Judith Ann Neelley is set for a parole hearing later this month, meaning the woman convicted of killing a child four decades ago could have a chance at leaving Alabama.
The 59-year-old is set to go before the Alabama Board of Pardons and Paroles on May 25.
Lisa Ann Millican, 13, was abducted from a shopping mall in Rome, Ga., in September 1982 by Neelley and her husband, Alvin Neelley. Judith Ann Neelley was later found guilty of the rape and murder of Lisa. After years of fighting for a shot at freedom, Neelley was first set for a parole hearing in May 2018; but, her lawyer at the time said she wanted to waive the hearing.
Neelley wrote in a letter, obtained exclusively by AL.com at the time, that she made the decision after “much prayer and discussions with my children.”
The group Victims of Crime and Leniency (VOCAL) asked the board to go forward with the hearing anyway, saying the Millican family should have the opportunity to be heard.
The hearing happened in May 2018, and the board deliberated for just one minute before denying parole. Several spoke at the hearing, including members of the victim’s family and the district attorney who prosecuted Neelley.
“I’ve been prosecuting for 38 years,” former district attorney Mike O’Dell told the board. “I’ve probably prosecuted over 200 murder defendants. I have never prosecuted one other defendant who murdered for sheer sport. She loved killing.”

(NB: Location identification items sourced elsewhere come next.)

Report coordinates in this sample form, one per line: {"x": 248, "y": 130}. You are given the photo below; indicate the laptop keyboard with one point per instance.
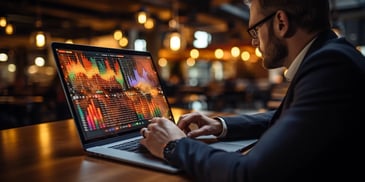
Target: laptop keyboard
{"x": 132, "y": 146}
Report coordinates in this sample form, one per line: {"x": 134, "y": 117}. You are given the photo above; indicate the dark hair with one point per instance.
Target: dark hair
{"x": 311, "y": 15}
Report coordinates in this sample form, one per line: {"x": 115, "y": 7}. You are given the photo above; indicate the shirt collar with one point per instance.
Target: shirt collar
{"x": 293, "y": 68}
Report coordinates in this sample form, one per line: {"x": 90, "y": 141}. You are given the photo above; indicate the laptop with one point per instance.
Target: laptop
{"x": 111, "y": 94}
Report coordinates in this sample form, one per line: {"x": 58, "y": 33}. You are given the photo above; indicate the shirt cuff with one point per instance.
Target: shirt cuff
{"x": 224, "y": 127}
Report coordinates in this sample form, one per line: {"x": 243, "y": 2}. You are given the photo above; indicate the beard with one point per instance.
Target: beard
{"x": 275, "y": 52}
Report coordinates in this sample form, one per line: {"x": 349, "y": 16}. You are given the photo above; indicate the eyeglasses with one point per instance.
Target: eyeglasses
{"x": 253, "y": 29}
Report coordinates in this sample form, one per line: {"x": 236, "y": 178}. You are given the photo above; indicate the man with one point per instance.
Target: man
{"x": 315, "y": 134}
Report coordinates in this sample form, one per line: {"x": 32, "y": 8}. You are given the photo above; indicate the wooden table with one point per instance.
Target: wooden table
{"x": 52, "y": 152}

Even if Neelley is granted parole by the three-member board later this month, she will not walk out of Alabama’s Julia Tutwiler Prison as a free woman. Georgia has a detainer warrant pending for Neelley for a consecutive life sentence in a 1999 kidnapping case — meaning that, if released from Tutwiler, authorities in Georgia would likely arrest Neelley and take her to a Georgia state prison.
She pleaded guilty Georgia for the murder of 22-year-old Janice Chatman, also of Rome, Ga. In that case, she pleaded guilty and agreed to testify against her husband. Alvin Neelley died in prison in Georgia in 2005.
Neelley was originally sentenced to death in Lisa’s death, but her sentence was commuted to life in prison by former Alabama Gov. Fob James before he left office in 1999.
She is the only death row inmate in Alabama history to be granted commutation.
But the former governor’s order didn’t do what he planned, he said later. James’ order did not specify whether Neelley would be eligible for parole. The legislature changed state law in 2003 specifically to block Neelley from the possibility of parole, but a federal judge years later ruled that law unconstitutional.
So, after 19 years of legal battles, the Alabama Board of Pardons and Paroles set Neelley for her first parole hearing in 2018. The Millican family protested and asked people to write letters to the board asking that Neelley not be granted parole.
In a crime that shocked Alabama almost 41 years ago, the couple held 13-year-old Lisa captive and brutalized her, according to court records, and Alvin Neelley raped the girl several times. Three days after the abduction, Judith Ann Neelley handcuffed Lisa to a tree at Little River Canyon in Alabama’s DeKalb County and used a needle and syringe to inject her repeatedly with drain cleaner. When that failed to kill the young girl, she shot her and pushed her body into the canyon.
An Alabama jury convicted Neelley of capital murder and recommended a sentence of life without parole, but the judge sentenced her to death.